Many Thanks & Kind Regards

Siby

There are many number of reasons.

But first i want to ask if the paper you are referring to has calculated the thermal conductivity by MD simulations, or by experiments, or by theory???

Sagar

I referred papers which contain purely theoretical calculations,

Experimental calculations and MD simulation also…

Even though all these values are little bit varying according to the method and parameters used. But all showing that diamond is a material which showing High Thermal Conductivity.

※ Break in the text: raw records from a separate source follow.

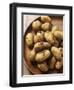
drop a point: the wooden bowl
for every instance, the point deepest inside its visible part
(56, 20)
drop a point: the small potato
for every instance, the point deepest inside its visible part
(49, 37)
(29, 39)
(58, 65)
(39, 37)
(56, 52)
(32, 55)
(52, 63)
(61, 50)
(56, 43)
(43, 66)
(55, 28)
(46, 26)
(42, 56)
(36, 25)
(45, 19)
(41, 45)
(58, 35)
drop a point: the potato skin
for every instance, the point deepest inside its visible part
(58, 35)
(32, 55)
(55, 28)
(39, 37)
(36, 25)
(49, 37)
(61, 50)
(56, 52)
(29, 39)
(45, 19)
(41, 45)
(52, 63)
(58, 65)
(46, 26)
(42, 56)
(43, 67)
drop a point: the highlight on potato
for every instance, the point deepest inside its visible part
(44, 42)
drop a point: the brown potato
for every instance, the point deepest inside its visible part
(46, 26)
(45, 19)
(43, 67)
(58, 35)
(36, 25)
(39, 37)
(49, 37)
(56, 52)
(42, 56)
(41, 45)
(58, 65)
(52, 63)
(32, 55)
(29, 39)
(61, 50)
(55, 28)
(56, 43)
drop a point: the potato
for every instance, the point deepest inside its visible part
(58, 35)
(52, 63)
(46, 26)
(55, 28)
(42, 56)
(61, 50)
(36, 25)
(56, 52)
(39, 37)
(32, 55)
(58, 65)
(41, 45)
(29, 39)
(43, 66)
(45, 19)
(49, 37)
(56, 43)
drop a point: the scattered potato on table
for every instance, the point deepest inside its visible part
(42, 56)
(43, 67)
(56, 52)
(29, 39)
(49, 37)
(41, 45)
(36, 25)
(46, 19)
(46, 26)
(39, 37)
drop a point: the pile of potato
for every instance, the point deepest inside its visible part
(46, 44)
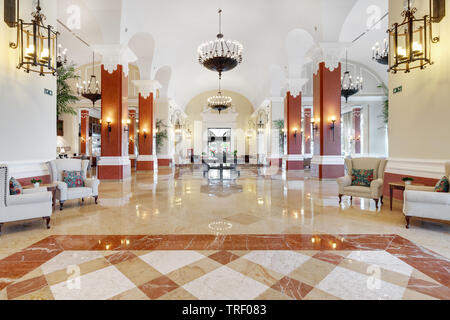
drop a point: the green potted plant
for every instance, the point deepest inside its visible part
(36, 182)
(408, 180)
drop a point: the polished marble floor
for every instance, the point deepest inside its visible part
(262, 202)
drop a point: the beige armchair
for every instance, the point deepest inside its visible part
(375, 191)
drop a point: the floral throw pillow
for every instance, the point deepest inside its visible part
(73, 179)
(15, 188)
(362, 178)
(442, 186)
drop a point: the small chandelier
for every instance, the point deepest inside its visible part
(348, 87)
(90, 90)
(37, 44)
(220, 102)
(61, 57)
(220, 55)
(381, 55)
(410, 42)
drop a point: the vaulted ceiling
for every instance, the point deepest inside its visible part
(167, 34)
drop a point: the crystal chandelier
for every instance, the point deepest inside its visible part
(220, 55)
(381, 55)
(90, 90)
(348, 87)
(220, 102)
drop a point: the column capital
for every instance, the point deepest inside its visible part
(331, 53)
(114, 55)
(295, 86)
(145, 87)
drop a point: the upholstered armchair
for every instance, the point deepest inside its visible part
(32, 204)
(375, 191)
(423, 202)
(63, 192)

Response properties are in general not straightforward to compute and it could take many trial and error attempts to develop the expertise to handle such calculations. Gathering and looking at a bunch of papers is not enough (that, a librarian can do with no science degree but just a list of “matching keywords”). You need to apply the scientific method to your problem. Plain cut& paste from the examples directory won’t do it either. First, you need to identify a publication that has used EXACTLY the same forcefield you intend to apply via some MD simulations. If you can’t find it then switch your potential to one that has been tested in the lit (at least until you manage to learn the influence of all the other variables compromising the quality of your conductivity results). As your are trying to use the GK method you should be looking at understanding the shape of the correlation function and making sure that your sampling interval and correlation length do correspond to the morphology of the diamond one (were not taken from the Ar example). In solid systems, size effects could be the limiting step to computing properly the conductivity because of the phonon carriers. Ideally you would also want to use a secondary approach (any of the non-equilibrium techniques) to cross-validate your equilibrium calculations. The Lammps archives are another source of info and there have been past posts relating to your quest.
And so on…

Carlos

Nothng left to say for me, after Carlos’ comments.